Александра Михайловна прочла записку. У нее опустились руки. Часто дыша, она с негодованием оглядела Захарова.

— Зачем ему нужно два рубля?

— Не знаю-с! Просто просил меня Андрей Иванович принести, а для чего, — положительно не знаю.

— Как вам это нравится, Елизавета Алексеевна?! Пишет, чтоб я ему еще прислала два рубля! Где я их возьму? Ах ты, боже мой, боже мой! а?… Вы где с ним пьянствуете, в «Сербии»? На коньяк денег не хватило вам? Зачем ему деньги?

Захаров смущенно переминался.

— Окончательно не могу вам этого сказать. А только просил меня Андрей Иванович принести.

— Да кто вы такой?

— Я знакомый его.

— Знакомый? Какой такой знакомый?

— Значит… познакомились с ним, с супругом вашим.

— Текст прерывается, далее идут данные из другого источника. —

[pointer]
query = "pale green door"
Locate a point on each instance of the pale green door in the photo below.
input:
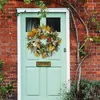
(42, 83)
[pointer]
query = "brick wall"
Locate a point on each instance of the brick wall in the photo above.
(8, 43)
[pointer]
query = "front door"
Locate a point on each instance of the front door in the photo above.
(42, 83)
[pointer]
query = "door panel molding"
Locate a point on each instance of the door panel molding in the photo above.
(67, 54)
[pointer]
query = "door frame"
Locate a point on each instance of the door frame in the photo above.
(22, 10)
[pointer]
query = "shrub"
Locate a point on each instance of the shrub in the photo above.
(89, 90)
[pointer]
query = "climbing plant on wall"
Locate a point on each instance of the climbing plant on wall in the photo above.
(74, 8)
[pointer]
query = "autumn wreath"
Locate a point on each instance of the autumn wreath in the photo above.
(43, 41)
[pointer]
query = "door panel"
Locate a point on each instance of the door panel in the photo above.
(53, 87)
(42, 83)
(32, 81)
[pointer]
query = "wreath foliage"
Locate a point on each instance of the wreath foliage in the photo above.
(43, 41)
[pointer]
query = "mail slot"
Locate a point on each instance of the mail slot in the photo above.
(43, 64)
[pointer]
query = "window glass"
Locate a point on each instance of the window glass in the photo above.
(54, 23)
(31, 23)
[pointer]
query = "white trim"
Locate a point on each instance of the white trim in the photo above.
(19, 57)
(21, 10)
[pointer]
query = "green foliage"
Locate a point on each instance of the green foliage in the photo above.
(89, 90)
(96, 39)
(82, 52)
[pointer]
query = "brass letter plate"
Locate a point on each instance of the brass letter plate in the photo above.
(43, 64)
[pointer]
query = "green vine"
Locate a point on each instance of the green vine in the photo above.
(2, 3)
(5, 91)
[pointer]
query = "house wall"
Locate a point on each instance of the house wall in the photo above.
(8, 43)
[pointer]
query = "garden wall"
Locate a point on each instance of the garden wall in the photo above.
(8, 42)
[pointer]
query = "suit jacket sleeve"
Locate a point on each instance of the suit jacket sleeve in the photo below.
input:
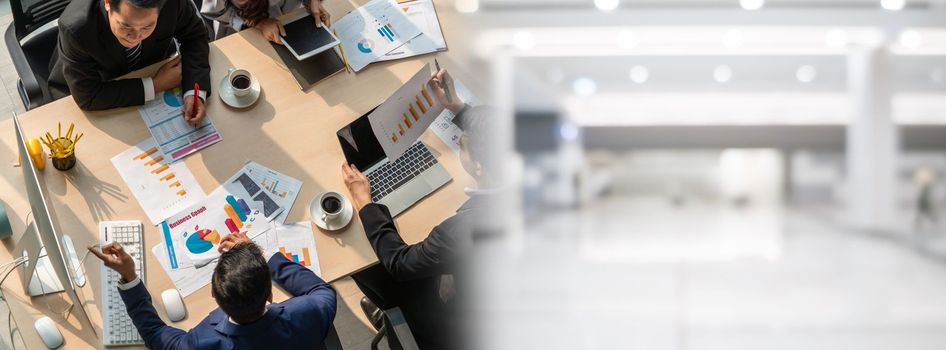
(313, 299)
(195, 48)
(405, 262)
(86, 85)
(156, 334)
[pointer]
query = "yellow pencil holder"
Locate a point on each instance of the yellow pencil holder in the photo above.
(67, 161)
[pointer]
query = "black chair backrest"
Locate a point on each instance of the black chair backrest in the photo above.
(29, 15)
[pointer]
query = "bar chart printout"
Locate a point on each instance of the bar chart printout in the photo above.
(297, 243)
(161, 187)
(403, 117)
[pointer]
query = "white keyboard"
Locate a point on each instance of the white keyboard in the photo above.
(118, 328)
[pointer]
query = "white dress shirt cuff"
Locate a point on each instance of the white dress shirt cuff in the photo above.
(200, 93)
(126, 286)
(149, 88)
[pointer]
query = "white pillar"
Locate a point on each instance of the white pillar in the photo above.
(872, 142)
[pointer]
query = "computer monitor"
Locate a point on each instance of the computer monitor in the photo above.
(53, 264)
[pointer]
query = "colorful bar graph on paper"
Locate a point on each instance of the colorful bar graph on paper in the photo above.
(147, 153)
(160, 169)
(430, 101)
(154, 161)
(304, 260)
(421, 105)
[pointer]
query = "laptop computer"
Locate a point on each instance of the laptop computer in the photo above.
(399, 183)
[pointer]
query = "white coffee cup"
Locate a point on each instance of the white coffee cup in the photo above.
(240, 81)
(331, 205)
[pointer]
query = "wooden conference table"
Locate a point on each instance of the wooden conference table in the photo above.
(289, 130)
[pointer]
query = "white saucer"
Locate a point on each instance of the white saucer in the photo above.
(227, 96)
(315, 214)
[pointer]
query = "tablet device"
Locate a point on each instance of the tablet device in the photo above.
(304, 39)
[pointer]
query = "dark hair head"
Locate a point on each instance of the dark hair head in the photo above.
(241, 283)
(478, 125)
(251, 11)
(141, 4)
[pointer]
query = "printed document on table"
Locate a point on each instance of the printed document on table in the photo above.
(192, 236)
(176, 138)
(297, 243)
(423, 14)
(371, 31)
(404, 116)
(161, 188)
(282, 188)
(444, 128)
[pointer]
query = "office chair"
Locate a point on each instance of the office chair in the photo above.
(387, 321)
(31, 56)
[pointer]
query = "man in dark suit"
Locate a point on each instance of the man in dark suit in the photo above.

— Хорош знакомый, которого жена в первый раз видит!

— Удивительно, — сконфуженно произнес Захаров.

— А вы меня видали?

— Н-нет.

— Так что же для вас удивительного?

Захаров вздохнул.

— Да на что ему деньги-то нужны, ответьте мне!

— Он мне не сказал, на что. Просто просит вас прислать ему два рубля. «Пусть, говорит, пришлет». Н-ну… Желает, чтобы вы прислали ему два рубля. Вот вам мой короткий ответ.

— Да на что, на что ему?

— Не знаю.

— Как же не знаете? Ведь вы вместе сидите, вместе пьете! На что они ему? Пропить ли, вам ли подарить?… На что?

— Окончательно ответить вам — не знаю.

— Ну уж, пожалуйста, не врите!

Захаров беспомощно пожал плечами и снова вздохнул.

— Я к вам по его поручению пришел, как посланец, больше ничего! Ничего не знаю, ничего не понимаю. А вы, как Иоанн Грозный, — В ногу гонца острый конец жезла своего он вонзает.

— Какой Иоанн Грозный? Что вы глупости говорите?… Кто вы сами-то такой, — я вас не знаю! Ступайте вон отсюдова!

Захаров заморгал глазами.

— Это вы мне намекаете, что я должен удалиться? Какой прикажете дать ответ?

— Никакого ответа не будет!

Александра Михайловна круто повернулась и ушла к Елизавете Алексеевне.